A dyslexic second-grade girl is staring at the words on the chalkboard, struggling to sound out the syllables. Her teacher and classmates are distracted, and at the end of the school day the girl is sent home, still unable to read.
This scene from director Daniel Barnz’s film, “Won’t Back Down,” illustrates the problem with the public school systems in Pittsburgh: Teacher union contracts keep the bad teachers in the system, and children are going to school without getting an education.
“Won’t Back Down” channels this message by following Jamie Fitzpatrick (Maggie Gyllenhaal), a single mother working two jobs to support her daughter, Malia (Emily Alyn Lind). As Malia struggles to read without the support of the teachers or school, Jamie recruits fellow parents and teachers, such as Nona Alberts (Viola Davis), to start a new school without teacher unions.
Writers Brin Hill and Daniel Barnz try to tackle a complicated subject matter with a trite script. The two-hour movie ties the complicated issue up too tidily with a happy, Hollywood ending. Meanwhile, the movie seems to polarize the issue of education, showing how unions and public schools are failing while charter schools and privatization further their educational standards.

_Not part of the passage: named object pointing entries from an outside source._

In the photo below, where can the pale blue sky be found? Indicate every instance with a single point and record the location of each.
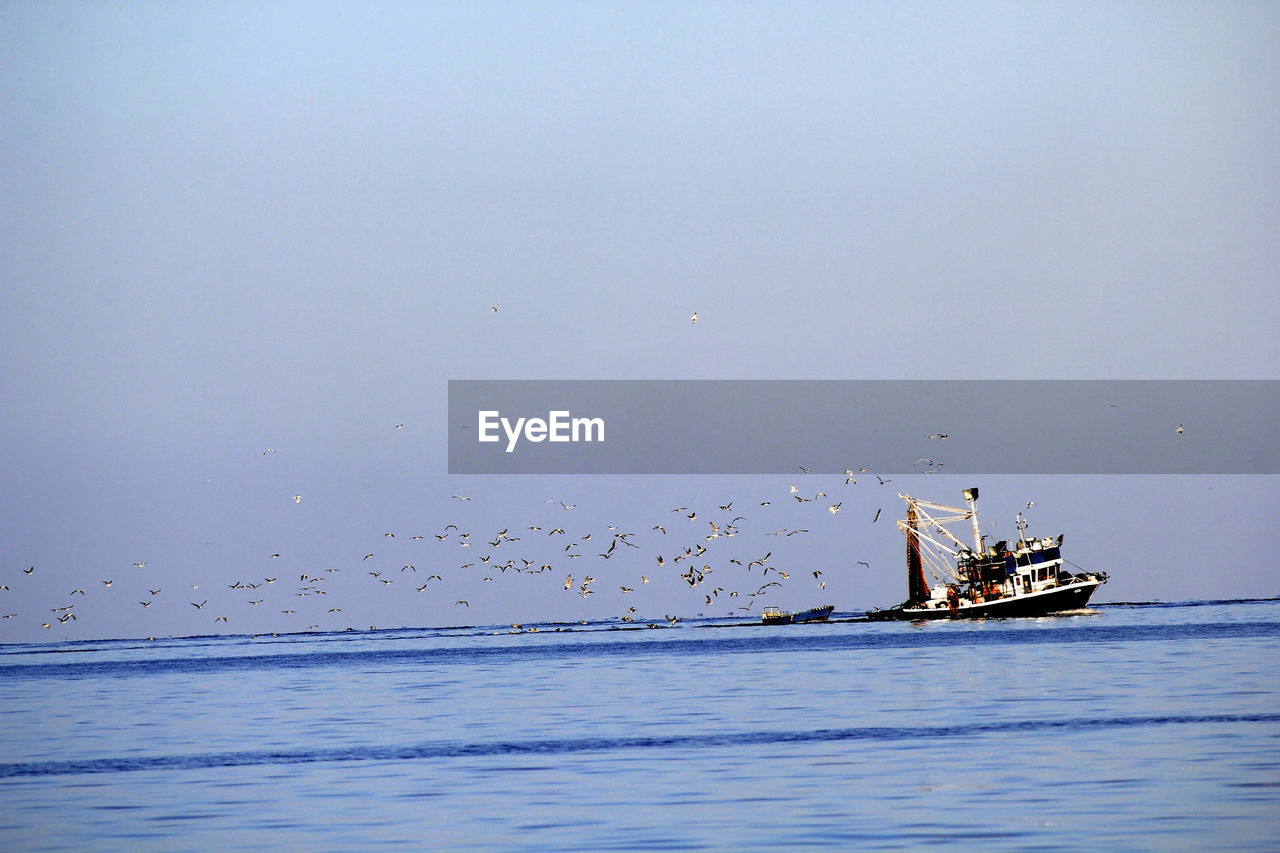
(229, 227)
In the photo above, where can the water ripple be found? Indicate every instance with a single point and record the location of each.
(946, 634)
(453, 749)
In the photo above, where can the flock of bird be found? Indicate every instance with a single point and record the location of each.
(720, 553)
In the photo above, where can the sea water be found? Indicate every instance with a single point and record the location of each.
(1143, 728)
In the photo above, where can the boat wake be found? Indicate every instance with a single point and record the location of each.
(453, 749)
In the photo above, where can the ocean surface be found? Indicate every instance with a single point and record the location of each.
(1123, 728)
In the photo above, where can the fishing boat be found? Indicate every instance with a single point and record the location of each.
(775, 616)
(978, 580)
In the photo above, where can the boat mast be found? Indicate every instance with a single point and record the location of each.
(970, 495)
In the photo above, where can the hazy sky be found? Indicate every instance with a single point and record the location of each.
(237, 227)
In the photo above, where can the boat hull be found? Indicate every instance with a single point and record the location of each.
(1074, 596)
(814, 615)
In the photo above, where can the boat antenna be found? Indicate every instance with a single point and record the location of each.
(917, 585)
(970, 495)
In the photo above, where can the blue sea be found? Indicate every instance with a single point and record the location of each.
(1123, 728)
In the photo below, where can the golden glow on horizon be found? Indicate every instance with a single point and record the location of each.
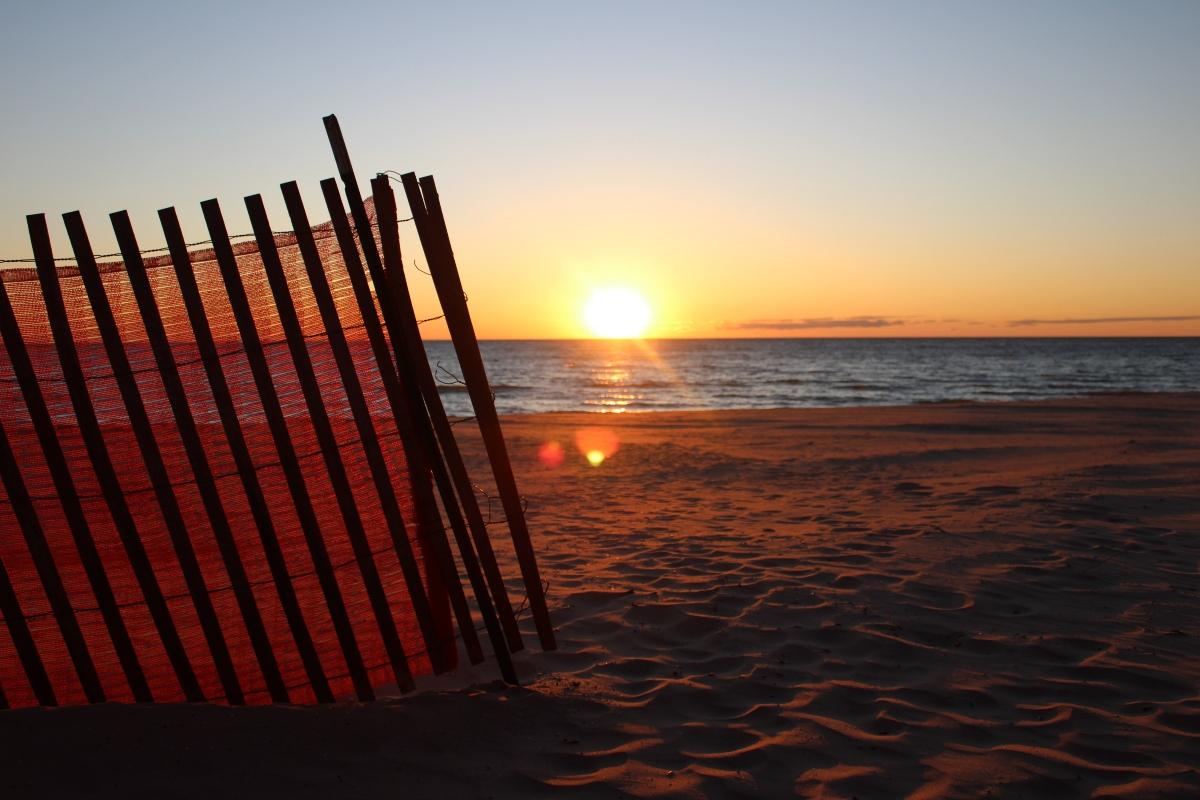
(617, 313)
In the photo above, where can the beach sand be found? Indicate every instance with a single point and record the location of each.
(935, 601)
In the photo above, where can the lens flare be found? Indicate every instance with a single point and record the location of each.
(551, 455)
(597, 444)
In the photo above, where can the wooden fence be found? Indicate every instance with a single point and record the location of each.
(227, 471)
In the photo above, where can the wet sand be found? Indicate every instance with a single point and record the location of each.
(934, 601)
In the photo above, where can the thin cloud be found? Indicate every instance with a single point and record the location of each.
(1101, 320)
(813, 323)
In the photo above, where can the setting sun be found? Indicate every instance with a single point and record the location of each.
(617, 313)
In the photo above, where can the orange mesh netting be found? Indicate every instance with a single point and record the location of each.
(239, 587)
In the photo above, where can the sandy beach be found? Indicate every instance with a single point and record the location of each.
(933, 601)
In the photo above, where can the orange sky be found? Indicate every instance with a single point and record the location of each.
(858, 168)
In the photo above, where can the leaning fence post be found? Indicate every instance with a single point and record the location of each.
(414, 371)
(18, 627)
(436, 241)
(247, 474)
(151, 458)
(185, 423)
(244, 317)
(35, 536)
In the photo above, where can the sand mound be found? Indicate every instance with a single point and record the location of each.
(943, 601)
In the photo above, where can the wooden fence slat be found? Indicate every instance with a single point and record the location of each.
(431, 229)
(407, 335)
(106, 474)
(376, 462)
(81, 534)
(329, 450)
(18, 627)
(301, 499)
(151, 457)
(185, 422)
(421, 384)
(109, 483)
(411, 422)
(247, 473)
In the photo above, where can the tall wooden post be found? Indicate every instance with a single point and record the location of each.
(436, 241)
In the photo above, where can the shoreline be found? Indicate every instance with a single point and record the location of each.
(943, 600)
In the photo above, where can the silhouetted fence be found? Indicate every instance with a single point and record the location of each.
(227, 471)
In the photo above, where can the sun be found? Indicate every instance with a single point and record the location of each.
(617, 313)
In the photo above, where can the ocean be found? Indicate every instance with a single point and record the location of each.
(683, 374)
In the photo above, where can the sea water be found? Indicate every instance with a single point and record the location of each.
(679, 374)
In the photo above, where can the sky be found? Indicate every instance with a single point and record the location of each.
(754, 169)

Despite the movie’s obvious agenda, one of the strengths of the movie is its acting. Viola Davis, known for her performance in the Oscar Award-winning film, “The Help,” presents another emotionally charged performance. In one scene, Davis reveals a mistake she made as a mother to her son, Cody (Dante Brown). Cody forgives her by responding, “If you want to lie down next to me, that would be OK.” Not only does this moving scene between mother and son evoke an emotional response from the viewer, the scene also proves Davis’ prowess as an actress as well as young Brown’s potential.
Gyllenhaal also gives a decent performance as a concerned mother starting a petition because she is invested in her daughter’s education. In one of the more powerful scenes of the movie, Malia tells Jamie that she doesn’t want to grow up “poor and stupid” like her mother.
While “Won’t Back Down” does have its moments, which showcase Davis’ and Gyllenhaal’s acting abilities, the resolved ending makes the movie forgettable, even when there may still be problems within the public school’s system.
It is clear that “Won’t Back Down” is a movie with a message, and at the end of the day many viewers will still be reading between the lines.